Google this month instituted a new auto-play policy which prevented media players from playing videos on web-sites without user interaction, or manual request.
While this change was clearly for the best (Stares at CNN’s website with eye daggers), the change has broken online games, causing them to not work due to Chrome’s audio-visual content filter blocking online games as well — oops.
Several developers have complained on Twitter about the new change, noting that they had filed requests to the Chrome team as far back as September 2017 with little response.
When this rolled out, several of my projects broke – and debugging the issue was/is *incredibly* painful, because guess what? Having the devtools open appeared to *sometimes* count as a user interaction.
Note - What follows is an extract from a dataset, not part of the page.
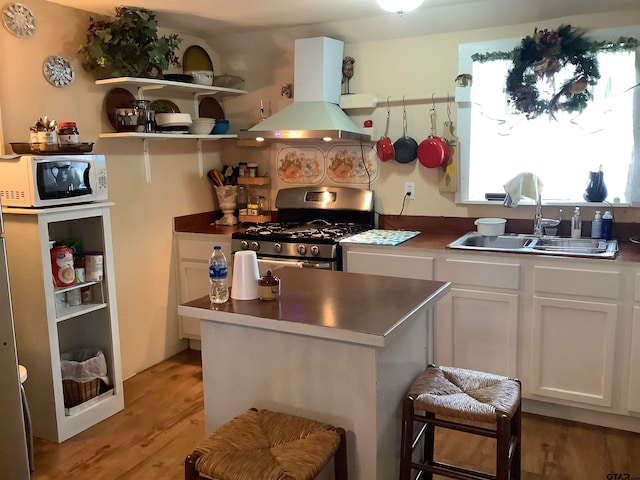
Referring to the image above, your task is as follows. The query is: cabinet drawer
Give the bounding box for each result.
[436,259,520,290]
[533,267,620,299]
I was pretty stumped until i figured out how to reliably trigger the block
— Mara ?? (@coderobe) May 7, 2018
A very interesting thing about the policy is how it's carefully tailored in such a way it will not affect *Google's* audiovisual content site—YouTube—but *will* affect my site (https://t.co/z3QZrUzGd6). The Chrome autoplay now constitutes a market barrier to entry for AV content pic.twitter.com/b0dvN4a5uY
— mcc (@mcclure111) May 7, 2018
“Chrome’s new autoplay policy is a disaster for games and audio art on the web, since anything that’s no longer in active development just wont play sound now.” Bennett Foddy noted on Twitter, “Nearly every Phaser/Unity/Pico8 game will be silenced. Their dev team invites feedback on the new policy at @ChromiumDev”
The Chrome team will most likely revise how its policy works with regards to online games, but we’ll have to see how it plays out over the next few Chromium releases. Other browsers will naturally work as normal.